A situação não melhorou de lá prá cá, e tende a se agravar. Algumas das causas da fome na África estão associadas à forma desordenada da sua ocupação. São países que foram explorados à exaustão enquanto colônias e que continuam dependentes de fornecimentos externos. Tudo isso condimentado por um crescimento populacional explosivo. O continente tem a maior taxa de crescimento populacional do planeta. De uma população de 221 milhões de pessoas em 1950, a África conta atualmente com mais de 850 milhões. Portanto, uma taxa geométrica de crescimento superior a 2,3% ao ano.

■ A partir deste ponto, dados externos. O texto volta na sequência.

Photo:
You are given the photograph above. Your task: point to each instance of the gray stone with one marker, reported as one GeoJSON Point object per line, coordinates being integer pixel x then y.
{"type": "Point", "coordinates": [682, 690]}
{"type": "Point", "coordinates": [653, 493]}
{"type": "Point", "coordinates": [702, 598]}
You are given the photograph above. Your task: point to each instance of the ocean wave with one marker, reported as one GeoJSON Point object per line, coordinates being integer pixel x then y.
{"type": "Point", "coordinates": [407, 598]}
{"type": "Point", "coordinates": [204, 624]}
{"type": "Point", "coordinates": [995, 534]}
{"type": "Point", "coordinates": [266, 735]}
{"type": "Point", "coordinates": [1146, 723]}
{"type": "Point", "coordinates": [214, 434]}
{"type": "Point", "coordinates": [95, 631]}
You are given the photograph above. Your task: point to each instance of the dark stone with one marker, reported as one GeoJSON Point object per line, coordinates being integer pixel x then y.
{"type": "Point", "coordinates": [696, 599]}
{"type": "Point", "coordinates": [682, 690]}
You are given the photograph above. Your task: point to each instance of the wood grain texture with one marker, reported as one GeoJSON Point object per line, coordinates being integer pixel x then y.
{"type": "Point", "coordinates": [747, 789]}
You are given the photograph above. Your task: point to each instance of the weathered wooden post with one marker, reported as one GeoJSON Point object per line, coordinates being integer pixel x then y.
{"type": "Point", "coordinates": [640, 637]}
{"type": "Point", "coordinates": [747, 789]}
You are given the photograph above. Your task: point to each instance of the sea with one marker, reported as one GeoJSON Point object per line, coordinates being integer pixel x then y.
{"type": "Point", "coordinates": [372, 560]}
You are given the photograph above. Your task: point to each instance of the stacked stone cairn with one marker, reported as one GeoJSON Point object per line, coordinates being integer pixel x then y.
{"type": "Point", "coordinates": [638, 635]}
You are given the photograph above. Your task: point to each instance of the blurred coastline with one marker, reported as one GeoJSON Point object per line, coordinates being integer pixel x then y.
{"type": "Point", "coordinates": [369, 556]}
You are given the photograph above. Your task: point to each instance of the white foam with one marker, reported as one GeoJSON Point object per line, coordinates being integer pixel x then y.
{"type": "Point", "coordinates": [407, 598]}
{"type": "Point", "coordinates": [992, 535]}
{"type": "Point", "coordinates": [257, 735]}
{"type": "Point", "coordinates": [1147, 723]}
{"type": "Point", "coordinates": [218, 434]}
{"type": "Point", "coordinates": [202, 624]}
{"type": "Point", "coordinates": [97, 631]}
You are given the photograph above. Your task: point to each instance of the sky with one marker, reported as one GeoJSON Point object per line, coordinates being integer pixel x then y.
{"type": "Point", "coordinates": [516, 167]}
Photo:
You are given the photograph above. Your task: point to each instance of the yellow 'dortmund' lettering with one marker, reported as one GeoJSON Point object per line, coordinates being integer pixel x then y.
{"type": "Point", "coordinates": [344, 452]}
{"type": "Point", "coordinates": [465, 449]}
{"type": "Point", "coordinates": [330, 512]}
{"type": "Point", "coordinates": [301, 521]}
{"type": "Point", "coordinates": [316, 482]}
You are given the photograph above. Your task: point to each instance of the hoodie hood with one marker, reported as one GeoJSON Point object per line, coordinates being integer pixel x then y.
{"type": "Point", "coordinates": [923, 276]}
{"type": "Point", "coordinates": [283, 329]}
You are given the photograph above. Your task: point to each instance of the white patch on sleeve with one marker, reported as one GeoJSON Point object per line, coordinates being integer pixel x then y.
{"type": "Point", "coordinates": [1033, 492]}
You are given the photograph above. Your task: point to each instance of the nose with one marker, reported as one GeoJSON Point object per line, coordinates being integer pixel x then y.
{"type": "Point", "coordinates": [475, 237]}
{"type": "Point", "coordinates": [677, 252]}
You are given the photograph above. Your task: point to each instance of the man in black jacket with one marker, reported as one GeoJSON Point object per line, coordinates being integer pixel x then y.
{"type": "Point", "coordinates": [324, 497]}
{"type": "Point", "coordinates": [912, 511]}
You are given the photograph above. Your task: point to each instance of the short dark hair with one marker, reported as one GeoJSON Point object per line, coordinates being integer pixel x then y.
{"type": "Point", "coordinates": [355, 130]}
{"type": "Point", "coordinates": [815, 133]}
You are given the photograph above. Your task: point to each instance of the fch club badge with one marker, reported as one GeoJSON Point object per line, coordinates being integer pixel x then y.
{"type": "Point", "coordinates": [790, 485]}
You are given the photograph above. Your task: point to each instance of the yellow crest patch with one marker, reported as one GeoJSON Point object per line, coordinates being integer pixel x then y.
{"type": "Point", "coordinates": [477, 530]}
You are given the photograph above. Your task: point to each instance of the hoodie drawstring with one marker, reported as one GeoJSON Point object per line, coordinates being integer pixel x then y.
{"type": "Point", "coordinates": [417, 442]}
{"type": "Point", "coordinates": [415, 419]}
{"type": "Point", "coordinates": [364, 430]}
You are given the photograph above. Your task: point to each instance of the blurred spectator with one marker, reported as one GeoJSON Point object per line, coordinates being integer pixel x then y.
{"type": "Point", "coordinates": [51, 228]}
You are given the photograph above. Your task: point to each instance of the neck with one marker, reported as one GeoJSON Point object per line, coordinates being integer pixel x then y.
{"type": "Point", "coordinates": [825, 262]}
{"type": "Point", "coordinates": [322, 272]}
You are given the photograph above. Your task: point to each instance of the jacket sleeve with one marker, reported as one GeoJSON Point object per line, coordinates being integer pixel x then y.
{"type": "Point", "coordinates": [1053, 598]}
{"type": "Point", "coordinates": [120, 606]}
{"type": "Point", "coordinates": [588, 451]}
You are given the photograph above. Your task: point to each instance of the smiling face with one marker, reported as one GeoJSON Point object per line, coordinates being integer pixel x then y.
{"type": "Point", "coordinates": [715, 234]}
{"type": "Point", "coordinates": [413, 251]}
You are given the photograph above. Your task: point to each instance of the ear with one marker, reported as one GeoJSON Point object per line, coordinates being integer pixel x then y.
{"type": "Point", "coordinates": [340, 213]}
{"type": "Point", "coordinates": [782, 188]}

Acresça-se também uma combinação de fatores a contribuir para aquele cenário de desolação. Dentre esses fatores se destacam: 1 – ocupação de grande parte das terras do continente para o plantio de extensas áreas de monoculturas para exportação e, que por isso, não produzem alimentos para o abastecimento interno; 2 – a renda baixa, uma das menores do planeta, desestimula a oferta de alimentos. Os produtores preferem exportar a produção a vendê-la pra quem não pode comprar. É a lei implacável do mercado; 3 – ocorrência de desertificação em áreas expressivas do território africano que deixam extensas áreas improdutivas e inférteis; 4 – problemas climáticos de escassez de chuvas. Já são dois anos seguidos de secas, o que dificulta ou impossibilita o cultivo de alimentos nas áreas rurais, extremamente carentes, em que as tecnologias de produção são totalmente dependentes de pluviometria em boas condições de volume e distribuição; 5 – conflitos étnicos e religiosos que causam intolerância entre grupos e provocam o êxodo de refugiados para acampamentos improvisados sem a menor condição de higiene, em que crianças famintas e subnutridas convivem com idosos em igual situação, sob os olhares impotentes de adultos que não tem o que fazer, a não ser aguardar ações de caridade humana.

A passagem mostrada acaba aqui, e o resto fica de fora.